Plans for Phases II and III, projected to cost $1.2 billion in total and require buying more property nearby, include an additional gaming floor, retail areas and entertainment venues as well as a 12,000-seat arena and 15-story office tower, according to the executive summary.
“I can get it done if I’m given the opportunity,” Johnson said. “I’m not necessarily looking for a legacy project, but this would be it.”
Las Vegas Moulin Rouge LLC isn’t alone in its pursuit to re-establish the historic hotel and casino, however. Anderson Capital Fund said earlier this month it submitted a $9.9 million offer.
Its project to create the Moulin Rouge Hotel &Casino would spur roughly 15,000 jobs and include housing and retail components, according to plans.

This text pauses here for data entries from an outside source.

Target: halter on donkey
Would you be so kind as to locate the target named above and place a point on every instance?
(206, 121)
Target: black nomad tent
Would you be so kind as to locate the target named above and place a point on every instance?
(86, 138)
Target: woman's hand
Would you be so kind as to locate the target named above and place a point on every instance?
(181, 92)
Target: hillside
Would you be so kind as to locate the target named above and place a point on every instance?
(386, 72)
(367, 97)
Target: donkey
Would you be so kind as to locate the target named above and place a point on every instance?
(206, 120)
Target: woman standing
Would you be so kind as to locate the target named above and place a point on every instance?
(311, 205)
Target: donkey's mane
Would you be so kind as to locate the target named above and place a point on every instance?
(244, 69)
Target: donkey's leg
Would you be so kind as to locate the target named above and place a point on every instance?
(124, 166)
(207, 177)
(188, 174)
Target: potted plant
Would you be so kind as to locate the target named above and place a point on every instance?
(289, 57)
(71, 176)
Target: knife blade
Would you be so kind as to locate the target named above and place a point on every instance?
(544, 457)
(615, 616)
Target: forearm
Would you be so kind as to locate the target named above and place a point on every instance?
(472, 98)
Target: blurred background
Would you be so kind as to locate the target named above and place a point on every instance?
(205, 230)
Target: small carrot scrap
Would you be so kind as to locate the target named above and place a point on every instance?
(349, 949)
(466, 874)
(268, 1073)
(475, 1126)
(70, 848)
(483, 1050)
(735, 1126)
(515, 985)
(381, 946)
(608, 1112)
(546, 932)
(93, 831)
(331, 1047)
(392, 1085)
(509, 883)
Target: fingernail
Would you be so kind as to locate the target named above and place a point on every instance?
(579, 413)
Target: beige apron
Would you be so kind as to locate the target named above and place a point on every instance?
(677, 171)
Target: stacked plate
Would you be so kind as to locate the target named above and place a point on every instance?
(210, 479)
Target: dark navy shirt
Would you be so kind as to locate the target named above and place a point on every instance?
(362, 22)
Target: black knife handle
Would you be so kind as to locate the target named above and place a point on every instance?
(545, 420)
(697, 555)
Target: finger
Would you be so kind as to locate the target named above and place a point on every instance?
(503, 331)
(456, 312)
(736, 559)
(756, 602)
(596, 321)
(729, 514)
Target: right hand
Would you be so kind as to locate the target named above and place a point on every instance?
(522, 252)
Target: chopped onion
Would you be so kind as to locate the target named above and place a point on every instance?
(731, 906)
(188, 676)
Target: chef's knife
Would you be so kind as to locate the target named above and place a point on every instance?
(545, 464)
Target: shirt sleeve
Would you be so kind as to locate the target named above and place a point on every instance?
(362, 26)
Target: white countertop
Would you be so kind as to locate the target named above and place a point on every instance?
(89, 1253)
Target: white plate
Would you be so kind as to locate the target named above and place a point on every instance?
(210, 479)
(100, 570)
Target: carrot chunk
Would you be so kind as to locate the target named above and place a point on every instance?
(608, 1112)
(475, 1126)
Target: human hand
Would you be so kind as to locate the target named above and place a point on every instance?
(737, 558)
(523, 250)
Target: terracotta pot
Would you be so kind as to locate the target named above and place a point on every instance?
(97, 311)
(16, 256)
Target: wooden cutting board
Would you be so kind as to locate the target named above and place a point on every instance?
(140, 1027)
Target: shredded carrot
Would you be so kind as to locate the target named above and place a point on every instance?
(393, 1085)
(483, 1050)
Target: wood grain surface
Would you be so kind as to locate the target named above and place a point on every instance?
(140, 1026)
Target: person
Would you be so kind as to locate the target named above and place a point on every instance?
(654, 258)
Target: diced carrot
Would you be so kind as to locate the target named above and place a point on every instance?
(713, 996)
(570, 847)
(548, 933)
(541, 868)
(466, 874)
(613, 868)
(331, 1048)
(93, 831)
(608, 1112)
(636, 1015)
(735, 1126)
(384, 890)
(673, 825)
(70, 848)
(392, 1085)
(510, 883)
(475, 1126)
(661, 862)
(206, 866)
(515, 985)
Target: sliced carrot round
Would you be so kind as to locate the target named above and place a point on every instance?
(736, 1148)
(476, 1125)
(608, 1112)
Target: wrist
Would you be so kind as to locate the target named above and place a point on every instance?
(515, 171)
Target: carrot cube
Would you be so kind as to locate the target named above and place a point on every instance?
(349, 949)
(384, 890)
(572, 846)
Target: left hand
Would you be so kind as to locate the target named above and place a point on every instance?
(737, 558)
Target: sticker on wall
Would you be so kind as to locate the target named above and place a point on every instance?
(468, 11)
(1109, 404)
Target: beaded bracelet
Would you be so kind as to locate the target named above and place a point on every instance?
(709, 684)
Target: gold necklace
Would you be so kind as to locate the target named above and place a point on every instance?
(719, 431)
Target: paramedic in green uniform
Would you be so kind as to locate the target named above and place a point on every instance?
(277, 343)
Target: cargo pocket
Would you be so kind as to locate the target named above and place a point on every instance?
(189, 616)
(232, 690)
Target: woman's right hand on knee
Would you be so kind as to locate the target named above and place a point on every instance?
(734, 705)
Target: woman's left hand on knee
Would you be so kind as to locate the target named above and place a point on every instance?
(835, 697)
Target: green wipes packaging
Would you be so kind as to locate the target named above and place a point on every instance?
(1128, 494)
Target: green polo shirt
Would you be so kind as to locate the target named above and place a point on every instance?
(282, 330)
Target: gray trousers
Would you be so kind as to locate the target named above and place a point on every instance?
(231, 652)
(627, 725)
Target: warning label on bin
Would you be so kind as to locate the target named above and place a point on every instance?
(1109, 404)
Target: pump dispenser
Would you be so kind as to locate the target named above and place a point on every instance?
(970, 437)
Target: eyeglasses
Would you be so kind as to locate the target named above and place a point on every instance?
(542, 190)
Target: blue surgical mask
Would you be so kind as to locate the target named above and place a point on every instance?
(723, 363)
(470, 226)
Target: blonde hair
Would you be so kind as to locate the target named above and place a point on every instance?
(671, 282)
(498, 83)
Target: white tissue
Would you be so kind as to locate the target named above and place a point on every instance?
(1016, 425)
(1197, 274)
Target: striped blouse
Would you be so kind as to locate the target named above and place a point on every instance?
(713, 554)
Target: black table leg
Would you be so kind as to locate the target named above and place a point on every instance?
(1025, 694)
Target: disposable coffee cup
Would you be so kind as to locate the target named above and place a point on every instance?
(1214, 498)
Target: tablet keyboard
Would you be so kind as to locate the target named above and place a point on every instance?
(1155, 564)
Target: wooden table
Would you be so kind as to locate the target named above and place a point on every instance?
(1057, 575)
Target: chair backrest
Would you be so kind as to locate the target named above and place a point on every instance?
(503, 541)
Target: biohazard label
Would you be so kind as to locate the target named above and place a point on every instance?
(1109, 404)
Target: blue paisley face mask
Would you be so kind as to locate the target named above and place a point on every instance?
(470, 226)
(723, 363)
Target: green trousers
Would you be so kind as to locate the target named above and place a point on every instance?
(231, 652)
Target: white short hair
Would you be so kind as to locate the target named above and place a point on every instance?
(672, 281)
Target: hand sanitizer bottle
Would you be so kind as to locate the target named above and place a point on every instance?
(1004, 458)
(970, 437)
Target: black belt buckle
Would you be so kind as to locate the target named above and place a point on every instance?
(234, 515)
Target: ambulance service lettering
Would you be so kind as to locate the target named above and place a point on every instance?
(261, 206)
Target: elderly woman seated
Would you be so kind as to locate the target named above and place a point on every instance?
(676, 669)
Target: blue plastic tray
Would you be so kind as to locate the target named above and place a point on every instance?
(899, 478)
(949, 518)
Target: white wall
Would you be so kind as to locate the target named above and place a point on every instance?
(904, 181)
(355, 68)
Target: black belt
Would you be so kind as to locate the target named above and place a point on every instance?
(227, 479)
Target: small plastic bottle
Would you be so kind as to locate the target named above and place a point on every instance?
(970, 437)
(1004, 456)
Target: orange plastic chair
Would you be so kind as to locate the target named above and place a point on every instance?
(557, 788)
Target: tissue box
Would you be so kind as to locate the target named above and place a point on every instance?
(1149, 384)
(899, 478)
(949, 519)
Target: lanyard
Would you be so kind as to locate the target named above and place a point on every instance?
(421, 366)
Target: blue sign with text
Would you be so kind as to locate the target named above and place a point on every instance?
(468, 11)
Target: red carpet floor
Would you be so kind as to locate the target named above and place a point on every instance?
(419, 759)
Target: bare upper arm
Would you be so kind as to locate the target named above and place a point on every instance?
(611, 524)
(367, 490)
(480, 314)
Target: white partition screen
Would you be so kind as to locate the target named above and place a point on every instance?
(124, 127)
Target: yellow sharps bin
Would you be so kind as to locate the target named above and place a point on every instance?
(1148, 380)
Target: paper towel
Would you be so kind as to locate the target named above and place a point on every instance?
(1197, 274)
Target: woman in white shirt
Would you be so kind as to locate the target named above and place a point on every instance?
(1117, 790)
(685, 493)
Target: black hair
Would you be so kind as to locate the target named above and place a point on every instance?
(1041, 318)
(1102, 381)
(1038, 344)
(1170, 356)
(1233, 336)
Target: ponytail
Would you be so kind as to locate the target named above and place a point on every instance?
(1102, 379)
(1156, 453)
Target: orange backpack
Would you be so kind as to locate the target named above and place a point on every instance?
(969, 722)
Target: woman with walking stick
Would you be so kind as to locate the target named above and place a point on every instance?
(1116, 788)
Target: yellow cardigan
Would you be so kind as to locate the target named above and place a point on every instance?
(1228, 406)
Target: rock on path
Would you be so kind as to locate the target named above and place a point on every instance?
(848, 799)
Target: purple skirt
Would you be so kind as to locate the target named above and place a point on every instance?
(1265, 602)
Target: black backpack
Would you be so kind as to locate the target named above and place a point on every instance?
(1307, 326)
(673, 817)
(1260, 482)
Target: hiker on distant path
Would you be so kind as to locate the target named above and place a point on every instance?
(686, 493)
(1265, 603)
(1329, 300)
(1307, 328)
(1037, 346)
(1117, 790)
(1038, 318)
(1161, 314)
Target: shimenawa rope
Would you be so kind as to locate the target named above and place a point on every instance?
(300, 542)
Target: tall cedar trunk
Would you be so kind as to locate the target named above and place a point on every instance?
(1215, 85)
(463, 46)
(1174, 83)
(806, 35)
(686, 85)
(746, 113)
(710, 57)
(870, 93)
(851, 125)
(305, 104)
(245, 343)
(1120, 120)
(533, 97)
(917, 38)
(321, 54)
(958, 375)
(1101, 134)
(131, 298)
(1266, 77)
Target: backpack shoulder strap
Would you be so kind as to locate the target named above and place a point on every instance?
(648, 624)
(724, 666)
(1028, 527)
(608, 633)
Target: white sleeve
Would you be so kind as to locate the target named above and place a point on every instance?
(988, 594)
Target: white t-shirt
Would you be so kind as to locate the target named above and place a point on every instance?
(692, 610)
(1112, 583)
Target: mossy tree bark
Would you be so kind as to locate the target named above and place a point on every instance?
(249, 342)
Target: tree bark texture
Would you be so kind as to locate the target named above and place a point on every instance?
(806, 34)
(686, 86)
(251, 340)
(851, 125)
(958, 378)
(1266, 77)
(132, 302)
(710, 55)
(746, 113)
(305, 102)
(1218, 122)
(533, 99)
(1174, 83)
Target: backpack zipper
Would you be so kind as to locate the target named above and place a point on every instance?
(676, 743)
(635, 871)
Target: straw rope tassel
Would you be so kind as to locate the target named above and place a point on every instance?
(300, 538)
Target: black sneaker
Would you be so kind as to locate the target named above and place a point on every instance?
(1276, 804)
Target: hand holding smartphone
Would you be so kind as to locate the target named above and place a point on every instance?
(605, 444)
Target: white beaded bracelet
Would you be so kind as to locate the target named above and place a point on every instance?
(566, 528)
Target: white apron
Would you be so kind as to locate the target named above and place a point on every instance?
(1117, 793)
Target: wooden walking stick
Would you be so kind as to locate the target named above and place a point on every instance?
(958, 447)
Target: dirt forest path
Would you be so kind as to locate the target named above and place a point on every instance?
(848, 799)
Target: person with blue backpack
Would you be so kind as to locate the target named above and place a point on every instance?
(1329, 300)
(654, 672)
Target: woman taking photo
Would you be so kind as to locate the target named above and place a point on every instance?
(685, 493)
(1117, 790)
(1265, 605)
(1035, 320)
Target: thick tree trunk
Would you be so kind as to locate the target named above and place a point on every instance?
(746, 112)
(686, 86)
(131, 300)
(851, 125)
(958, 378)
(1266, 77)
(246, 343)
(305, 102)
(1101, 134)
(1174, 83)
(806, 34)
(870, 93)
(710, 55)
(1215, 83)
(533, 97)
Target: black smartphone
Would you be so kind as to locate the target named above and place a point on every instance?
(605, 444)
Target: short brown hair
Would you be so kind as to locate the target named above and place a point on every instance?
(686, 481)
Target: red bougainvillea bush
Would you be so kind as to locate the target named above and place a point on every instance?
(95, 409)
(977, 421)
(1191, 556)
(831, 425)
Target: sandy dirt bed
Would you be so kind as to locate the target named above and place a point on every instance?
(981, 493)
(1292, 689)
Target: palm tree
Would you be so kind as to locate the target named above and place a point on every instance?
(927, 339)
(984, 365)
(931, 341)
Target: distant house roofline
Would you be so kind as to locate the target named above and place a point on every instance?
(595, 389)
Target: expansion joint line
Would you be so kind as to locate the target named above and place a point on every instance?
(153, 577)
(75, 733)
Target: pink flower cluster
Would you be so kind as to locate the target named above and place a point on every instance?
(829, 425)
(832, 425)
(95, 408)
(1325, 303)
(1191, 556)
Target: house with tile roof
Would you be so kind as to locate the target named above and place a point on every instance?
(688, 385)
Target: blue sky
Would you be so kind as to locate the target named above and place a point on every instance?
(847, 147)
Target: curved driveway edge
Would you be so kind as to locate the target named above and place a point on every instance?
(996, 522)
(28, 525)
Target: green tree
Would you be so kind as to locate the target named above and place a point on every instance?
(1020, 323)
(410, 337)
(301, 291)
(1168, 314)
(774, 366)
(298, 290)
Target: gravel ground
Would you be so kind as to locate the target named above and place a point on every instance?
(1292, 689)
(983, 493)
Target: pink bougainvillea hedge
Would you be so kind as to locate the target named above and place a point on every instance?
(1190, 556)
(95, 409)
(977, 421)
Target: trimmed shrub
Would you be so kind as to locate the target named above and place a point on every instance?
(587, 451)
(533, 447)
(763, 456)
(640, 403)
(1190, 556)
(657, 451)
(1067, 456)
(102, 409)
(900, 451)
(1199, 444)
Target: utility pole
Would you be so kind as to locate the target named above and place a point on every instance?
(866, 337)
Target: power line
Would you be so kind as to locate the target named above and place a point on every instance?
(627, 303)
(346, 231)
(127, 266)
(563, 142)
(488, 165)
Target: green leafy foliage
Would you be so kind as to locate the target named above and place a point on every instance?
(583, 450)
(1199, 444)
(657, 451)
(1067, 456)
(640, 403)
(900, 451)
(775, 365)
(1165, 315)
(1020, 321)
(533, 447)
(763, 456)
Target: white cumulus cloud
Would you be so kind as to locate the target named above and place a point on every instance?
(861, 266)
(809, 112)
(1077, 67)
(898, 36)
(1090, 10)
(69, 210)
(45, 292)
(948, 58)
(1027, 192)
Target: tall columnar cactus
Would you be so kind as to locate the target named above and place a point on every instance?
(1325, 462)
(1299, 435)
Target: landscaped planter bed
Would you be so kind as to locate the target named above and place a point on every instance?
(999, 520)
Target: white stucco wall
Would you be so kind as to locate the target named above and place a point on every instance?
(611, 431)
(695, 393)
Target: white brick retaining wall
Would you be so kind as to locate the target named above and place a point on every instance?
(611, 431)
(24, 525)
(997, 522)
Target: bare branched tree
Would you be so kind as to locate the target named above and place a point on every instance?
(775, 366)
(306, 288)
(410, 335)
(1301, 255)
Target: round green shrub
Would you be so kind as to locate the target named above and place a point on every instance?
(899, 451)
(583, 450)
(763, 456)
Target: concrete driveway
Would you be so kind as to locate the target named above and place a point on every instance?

“The biggest thing about the project is that my client’s vision includes resurrecting the icon but, more importantly, infusing development into an area that has long since been forgotten,” said attorney John Hunt, who represents the investors.
Former Nevada Assemblyman Harvey Munford, who supports the Anderson Capital project, recalled that his last vow in the Legislature was to continue to work in his district, which encompasses the property.
“I think the one project that will help elevate and help our district economically is the Moulin Rouge,” he said. “There’s some pioneers who still live in the community, and they were part of the original Moulin Rouge, and they want to see it brought back.”
Hanchett said Friday that there has been no momentum on the Anderson Capital offer. Others have also expressed recent interest in the site for different uses, including the parent company of Dotty’s taverns and the Southern Nevada Regional Housing Authority.
Fires in recent years have gutted the neglected property. More than 300 investors are waiting to recoup at least some of the $19 million they collectively sank into the site when a different hotel and casino project collapsed amid the sharp economic downturn in 2008.